Parece ter ficado patente que não só DEMOGUE, como todos os outros autores, especialmente os franceses – que se propuseram a comentar, estudar ou até criticar sua divisão – foram unânimes em afirmar que a obrigação de resultado era adequada para todos os casos com uma prestação determinada, mas onde o fator álea não estivesse presente (grifei).

Daí entender-se inadequado considerar como de resultado uma obrigação cujo cumprimento se desenrola numa zona tão aleatória quanto o organismo humano. Ele é previsível, sim, mas até um certo ponto, a partir daí é entrar-se no universo nebuloso da imprevisibilidade e da imponderabilidade

 

                  

De fato, conforme já se tem assinalado em nosso Direito, o fator “álea” não é compatível com as obrigações de resultado. Em outras palavras, como o infortúnio, a “sorte” pode pender para um lado ou para outro, nestes casos, não se pode, de antemão, assegurar um resultado certo, sem margem de erros.

                  

Assim, é forçoso reconhecer que, na contramão da doutrina e jurisprudência pátrias, não se pode reconhecer a responsabilidade de resultado em cirurgias plásticas, quer estéticas, quer reparadoras, máxime pela redação conferida ao parágrafo 4º do artigo 14, do CDC: A responsabilidade pessoal dos profissionais liberais será apurada mediante a verificação de culpa (grifei).

                  

Porém, duas observações devem ser feitas.

                  

A primeira delas consiste no seguinte: uma coisa é o reconhecimento de que cirurgias plásticas não podem ensejar obrigação de resultado. Outra coisa é o teor do que prometeu o médico ao paciente.

                  

É que, em certos casos, a fim de convencer o paciente do sucesso da cirurgia que pretende realizar, o cirurgião plástico, ao ser indagado sobre os riscos de insucesso, garante, por sua conta e risco, que não há chances de insucesso; que, invariavelmente, o resultado ficará como esperado.

                  

Nesses casos, a proposta vincula o fornecedor (art. 48, CDC), no caso, o cirurgião plástico.

                  

É que toda a sistemática do Código de Defesa do Consumidor, além do art. 422, do Código Civil, que também se aplica ao caso, pelo chamado “diálogo das fontes”, obrigam os contratantes a pautarem-se pela boa-fé. Esta não deve ser vista apenas sob o prisma eminentemente subjetivo, mas, também, sob o viés objetivo, assim entendido como um “padrão ético de conduta” que deve nortear os contratos em geral; padrão este iluminado por deveres instrumentais, como o de informação e o de assistência.

                  

Se o cirurgião plástico não prestou as informações necessárias, omitindo riscos que, pela experiência profissional, ela crível supor-se que existiriam e, fatalmente, ao final de todo o procedimento cirúrgico, compreendido todo o pós-operatório, com a fase de cicatrização, inclusive, o dano ocorreu, o médico deve responder pelas conseqüências de seus atos.

                  

A outra observação concerne ao ônus de prova. O art. 6º, VIII, CDC, inverte a regra veiculada pelo art. 333, CPC. Determina a inversão do ônus da prova desde que haja verossimilhança nas alegações do consumidor ou quando ele for hipossuficiente, segundo as regras ordinárias de experiência.

                  

Assim, presentes estas causas, mesmo se tratando de obrigação de meio, deve o fornecedor, no caso, o cirurgião plástico, provar que se valeu de todos os recursos possíveis e necessários existentes à sua disposição.

                  

Entretanto, ainda que cotejado com os dispositivos acima, o fato é que, como bem menciona a Prof.
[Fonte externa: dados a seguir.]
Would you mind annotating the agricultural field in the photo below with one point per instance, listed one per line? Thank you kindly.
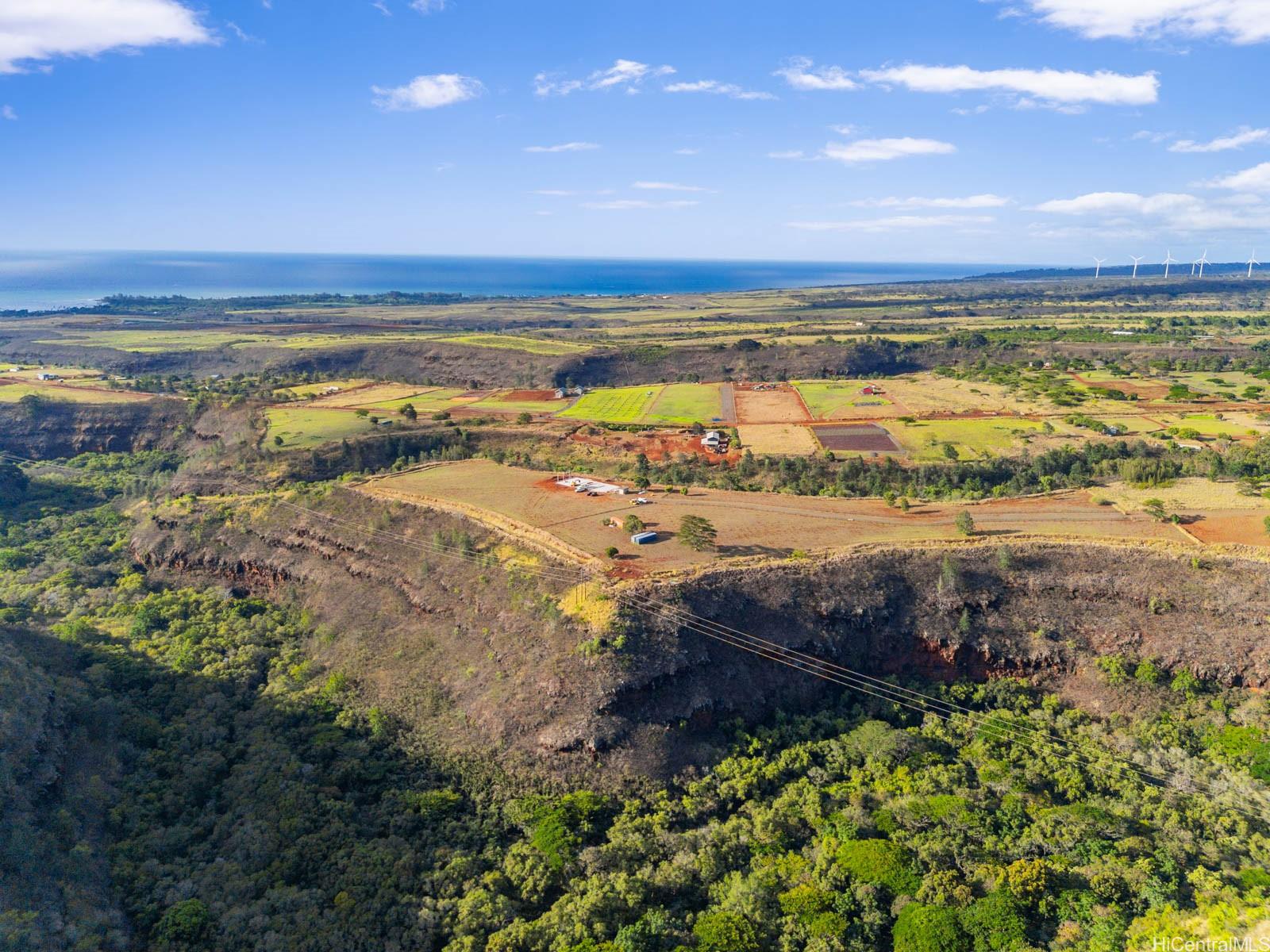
(306, 427)
(829, 399)
(926, 440)
(686, 404)
(508, 342)
(749, 524)
(778, 438)
(616, 405)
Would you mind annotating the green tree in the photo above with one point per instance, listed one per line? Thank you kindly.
(698, 533)
(723, 931)
(921, 928)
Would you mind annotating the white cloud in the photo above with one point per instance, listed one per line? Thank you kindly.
(1062, 86)
(800, 75)
(667, 187)
(879, 150)
(1244, 137)
(983, 201)
(728, 89)
(1255, 179)
(1235, 21)
(624, 74)
(625, 205)
(429, 93)
(564, 148)
(36, 31)
(897, 222)
(1170, 211)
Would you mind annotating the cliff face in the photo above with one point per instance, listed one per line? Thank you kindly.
(480, 658)
(59, 429)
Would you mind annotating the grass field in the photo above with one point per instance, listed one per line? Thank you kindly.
(778, 438)
(686, 403)
(507, 342)
(825, 399)
(618, 405)
(304, 427)
(971, 438)
(73, 393)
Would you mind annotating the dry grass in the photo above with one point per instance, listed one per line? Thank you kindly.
(775, 438)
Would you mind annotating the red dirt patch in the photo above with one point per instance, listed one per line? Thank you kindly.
(857, 438)
(526, 395)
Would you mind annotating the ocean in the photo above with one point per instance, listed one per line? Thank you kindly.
(57, 279)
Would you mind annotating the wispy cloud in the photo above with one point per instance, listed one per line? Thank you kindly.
(982, 201)
(1244, 137)
(717, 88)
(427, 93)
(624, 74)
(1170, 211)
(1049, 86)
(1235, 21)
(1255, 179)
(880, 150)
(899, 222)
(628, 205)
(667, 187)
(37, 31)
(564, 148)
(802, 74)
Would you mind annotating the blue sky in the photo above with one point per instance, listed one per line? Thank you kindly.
(821, 130)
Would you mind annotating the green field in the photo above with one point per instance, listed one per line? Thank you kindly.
(619, 405)
(13, 393)
(302, 427)
(826, 397)
(497, 404)
(507, 342)
(972, 438)
(686, 403)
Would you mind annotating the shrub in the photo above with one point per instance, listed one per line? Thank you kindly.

Hildegard, nos casos de cirurgia plástica estética ou reparadora, a responsabilidade do profissional deve ser de meio e nunca de resultado, pois o fator álea está presente nestes casos, invariavelmente, em face das diferentes respostas dadas pelo organismo humano a semelhantes situações.



 

Thiago Baldani Gomes De Filippo é Juiz de Direito no Estado de São Paulo; Aluno regular do Mestrado em Ciências Jurídicas da Faculdade Estadual de Direito do Norte Pioneiro – Jacarezinho/PR.





[*] VENOSA, Silvio de Salvo. Direito Civil: Responsabilidade Civil. Vol. IV. 4ª ed. Atlas: São Paulo, 2004, p. 121.